Dia pun mempertanyakan alasan yang diungkap pemerintah dalam mempertimbangkan percepatan pilkada. Feri merasa tak tepat jika alasan efektivitas pemerintahan yang dipakai.
Feri menyampaikan penunjukan penjabat kepala daerah secara besar-besaran telah dilakukan sejak Pilkada Serentak 2020. Dia bertanya-tanya mengapa pemerintah sekarang menjadikan hal itu sebagai alasan mengubah jadwal Pilkada.
“Kenapa dilaksanakan untuk kepala daerah lain, tetapi terkait masa jabatan anak dan menantu presiden malah inefektivitas?” ucapnya.
Dihubungi terpisah, Anggota Dewan Pembina Perludem Titi Anggraini menyoroti dampak buruk jika Pilkada Serentak 2024 dimajukan ke September. Dia mengingatkan Pilkada digelar di tahun yang sama dengan Pemilu Serentak 2024.
Dia berkata akan semakin banyak bentrokan jadwal pemilu dan Pilkada jika jadwal dimajukan. Hal itu akan menambah beban bagi penyelenggara. Selain itu, kualitas pemilihan juga bisa berkurang.

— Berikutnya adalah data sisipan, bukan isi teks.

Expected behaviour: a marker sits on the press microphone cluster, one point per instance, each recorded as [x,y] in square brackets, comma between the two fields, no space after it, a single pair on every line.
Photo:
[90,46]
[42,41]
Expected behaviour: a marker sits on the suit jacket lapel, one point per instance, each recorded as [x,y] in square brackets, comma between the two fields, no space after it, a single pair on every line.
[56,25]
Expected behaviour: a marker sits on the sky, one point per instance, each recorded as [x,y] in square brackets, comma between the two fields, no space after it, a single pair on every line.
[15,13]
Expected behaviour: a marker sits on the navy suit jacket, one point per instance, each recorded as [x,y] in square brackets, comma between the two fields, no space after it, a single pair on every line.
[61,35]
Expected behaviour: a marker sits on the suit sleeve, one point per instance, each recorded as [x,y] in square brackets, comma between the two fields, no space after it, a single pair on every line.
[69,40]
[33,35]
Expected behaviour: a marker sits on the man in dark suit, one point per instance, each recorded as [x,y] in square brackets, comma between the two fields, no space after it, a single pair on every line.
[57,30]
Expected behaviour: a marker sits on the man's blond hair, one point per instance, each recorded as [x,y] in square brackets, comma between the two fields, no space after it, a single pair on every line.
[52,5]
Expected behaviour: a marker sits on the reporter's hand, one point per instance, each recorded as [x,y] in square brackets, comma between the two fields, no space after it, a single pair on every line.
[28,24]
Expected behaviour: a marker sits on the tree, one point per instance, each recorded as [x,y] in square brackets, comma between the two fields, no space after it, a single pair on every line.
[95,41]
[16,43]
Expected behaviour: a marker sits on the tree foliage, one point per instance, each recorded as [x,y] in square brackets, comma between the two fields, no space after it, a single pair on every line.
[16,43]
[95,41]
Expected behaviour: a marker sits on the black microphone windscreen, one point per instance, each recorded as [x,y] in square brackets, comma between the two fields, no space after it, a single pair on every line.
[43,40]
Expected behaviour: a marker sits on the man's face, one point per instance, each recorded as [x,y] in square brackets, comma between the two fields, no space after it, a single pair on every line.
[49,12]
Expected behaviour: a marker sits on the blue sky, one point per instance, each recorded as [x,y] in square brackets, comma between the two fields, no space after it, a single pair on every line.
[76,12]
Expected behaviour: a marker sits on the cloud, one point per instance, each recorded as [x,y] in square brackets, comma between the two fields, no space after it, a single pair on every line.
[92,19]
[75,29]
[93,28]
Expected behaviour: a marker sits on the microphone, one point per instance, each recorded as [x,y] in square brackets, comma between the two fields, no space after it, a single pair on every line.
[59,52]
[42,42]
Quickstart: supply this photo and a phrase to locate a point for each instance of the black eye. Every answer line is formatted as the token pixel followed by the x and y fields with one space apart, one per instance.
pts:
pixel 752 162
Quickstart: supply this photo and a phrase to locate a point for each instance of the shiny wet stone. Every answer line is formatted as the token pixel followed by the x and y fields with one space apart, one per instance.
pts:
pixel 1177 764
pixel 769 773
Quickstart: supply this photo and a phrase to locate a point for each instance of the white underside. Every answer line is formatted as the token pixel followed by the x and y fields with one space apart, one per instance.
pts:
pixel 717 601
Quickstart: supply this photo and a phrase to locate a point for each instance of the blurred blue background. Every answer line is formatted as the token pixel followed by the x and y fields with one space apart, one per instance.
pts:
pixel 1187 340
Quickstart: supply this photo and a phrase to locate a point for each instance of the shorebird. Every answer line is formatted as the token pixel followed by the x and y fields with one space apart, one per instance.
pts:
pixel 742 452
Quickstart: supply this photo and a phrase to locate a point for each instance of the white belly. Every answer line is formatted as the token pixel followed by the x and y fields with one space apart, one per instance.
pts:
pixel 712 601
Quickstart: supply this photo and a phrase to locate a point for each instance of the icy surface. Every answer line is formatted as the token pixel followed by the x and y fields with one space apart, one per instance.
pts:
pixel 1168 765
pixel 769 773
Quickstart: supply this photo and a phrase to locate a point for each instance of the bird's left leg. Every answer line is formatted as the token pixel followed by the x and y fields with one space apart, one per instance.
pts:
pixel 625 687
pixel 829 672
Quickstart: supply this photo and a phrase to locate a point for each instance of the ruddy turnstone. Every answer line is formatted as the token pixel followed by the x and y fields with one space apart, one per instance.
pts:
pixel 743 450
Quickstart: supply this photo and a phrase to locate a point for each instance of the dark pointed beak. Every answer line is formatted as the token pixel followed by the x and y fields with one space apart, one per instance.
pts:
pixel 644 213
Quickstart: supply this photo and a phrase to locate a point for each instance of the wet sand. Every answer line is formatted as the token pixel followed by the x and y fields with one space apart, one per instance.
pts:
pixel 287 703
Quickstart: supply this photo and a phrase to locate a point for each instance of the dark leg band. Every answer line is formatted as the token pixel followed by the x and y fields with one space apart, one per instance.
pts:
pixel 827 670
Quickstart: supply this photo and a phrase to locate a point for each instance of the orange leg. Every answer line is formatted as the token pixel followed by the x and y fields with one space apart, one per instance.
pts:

“Parpol yang belum sepenuhnya pulih dari dinamika Pileg dan Pilpres bisa terpicu sikap pragmatisnya di Pilkada. Sangat mungkin malah calon tunggal di Pilkada meningkat akibat partai kesulitan melakukan konsolidasi,” ucap Titi kepada CNNIndonesia.com, Minggu (4/9).
Dia juga mempertanyakan urgensi percepatan jadwal Pilkada. Jika yang dikhawatirkan adalah tenggat waktu habis masa jabatan di bulan Desember 2024, Titi punya usul lain.
“Bisa dilakukan dengan mengubah UU yang menyatakan bahwa masa jabatan kepala daerah hasil Pilkada 2020 berakhir sampai dengan terpilihnya kepala daerah definitif hasil Pilkada 2024,” ujar Titi.
Kepala Pusat Penerangan Kementerian Dalam Negeri Benni Irwan merespons kekhawatiran intervensi di balik percepatan jadwal pilkada. Dia menegaskan hal itu baru sebatas wacana.
“Kemendagri mendapatkan informasi terkait rencana percepatan pelaksanaan Pilkada melalui media. Hingga saat ini, wacana percepatan pelaksanaan Pilkada tersebut belum pernah dibahas secara resmi oleh pemerintah, DPR RI, dan lembaga penyelenggara pemilu,” kata Benni melalui pesan singkat kepada CNNIndonesia.com.